“If you buy only one book of poetry this year, let this be the one.“
If it were possible for Emily Dickinson to sing in a bluegrass band it might sound something like the poems in Scriptorium, a 2015 National Poetry Series winner. There is a living density to this work, sacred and profane, archaic and now, rendered in lines that are rich with syllabic music and muscle. Christian theology, medieval book arts, Appalachia and family ties—all sound their chords as Range explores how we say things and why it matters. There are a series of sonnets, several villanelles, and other forms, all woken up to sound like nothing we’ve ever heard before.
Little is left to chance in this work, the writer knows what she wants (or what she needs) and will lead us there; her intentions are unflinchingly clear. And she is after something deep and valuable, something she pursues with all the determination her ancestors used to extract the coal in the Appalachian mining town she grew up in.

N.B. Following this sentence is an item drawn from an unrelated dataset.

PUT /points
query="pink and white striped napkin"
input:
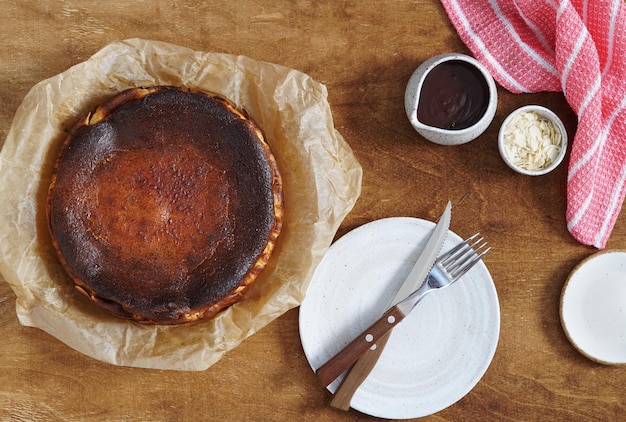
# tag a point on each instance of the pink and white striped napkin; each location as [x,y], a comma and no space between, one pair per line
[574,46]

While invoking the language of Appalachia, as in the poem “Fortunes of Men,” Range juxtaposes Biblical language, with “hillbilly” dialect in a brilliant poem that finds the link between. Here are the first two verses
When a youngun’s born,
Only God, the Anointer, knows
What the winters have in store:
the lord is on him like a duck
On a junebug; the lord tracks her
Like a trained coonhound . . .
The theological construct of God the Anointer, as all knowing master of a fate we can’t escape, is set up next to a “trained coonhound” a counter image but so precisely like the first that we see just how much God is a coonhound. Infusing the common place with sacred phrases and images is a technique Range uses to good effect in several poems including:
“Nicodemus Makes an Analysis”
Thesis: That the body cannot repent
Of its own nativity, cannot re-form
Like water can, into clouds or ice
Or tides. That the body can only pull.
The use of “thesis” here as an introduction also seems to call back to Martin Luther’s, 95 Theses, and we can almost imagine some of these poems as part of the liturgy for a new splinter faith, posted on a clapboard church in a narrow mountain valley. Another poem “Vernacular Theology: Machtild of Magdeburg” tells us who would worship there.

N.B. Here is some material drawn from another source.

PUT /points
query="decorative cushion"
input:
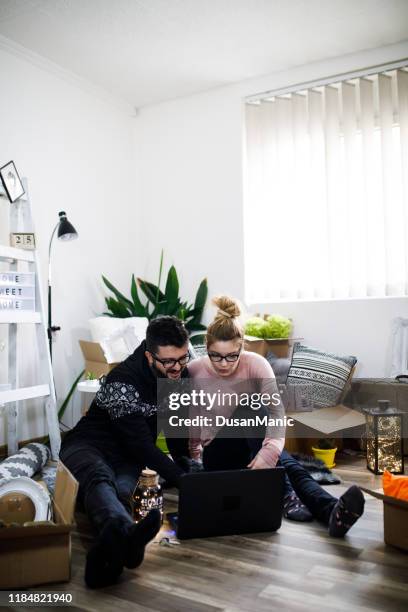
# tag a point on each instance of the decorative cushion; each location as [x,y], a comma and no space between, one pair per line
[321,376]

Range is fundamentally interested in how language travels. A series of poems named for the pigments used in illuminated manuscripts, “Verdigris,” “Kernes Red,” “Orpiment,” “Ultramarine,” “Gold Leaf,” and others are at the heart of Scriptorium as they explore the intentions and acts of recording. What was written, by which means, and for whom?
These poems literally color the collection with their vivid lines, rhymed into sonnets that are beautiful to behold and hear such as these lines from “Lamp Black”:
. . . World’s Glim, Grim Cinderer, is it sin
or history or a whimsied hex that burns
all life to tar? We are dust, carbon
spilled out from your Word, a lamp overturned
There is everything good that poetry does in lines like this, music, alchemy, inversions. How she brings back the archaic word glim, meaning candle or lantern, (akin to glimmer) and turns it into a proper name for a deity, the World’s Glim. Then she changes her mind, maybe he’s not all light but a Grim Cinderer instead. Cinder bounces off sin, and we think of sinners, and where they go to burn. Burned, we are dust, carbon, ash, the dark materials ink is made of. And so grateful for ink, that Melissa Range can use it to enchant us.
This collection always feels illuminated and permanent, as if the poems were actually found inside the scriptorium. The book was selected and includes a foreword by Tracy K. Smith as well as notes that guide readers through some terms of medieval Christianity. If you buy only one book of poetry this year, let this be the one.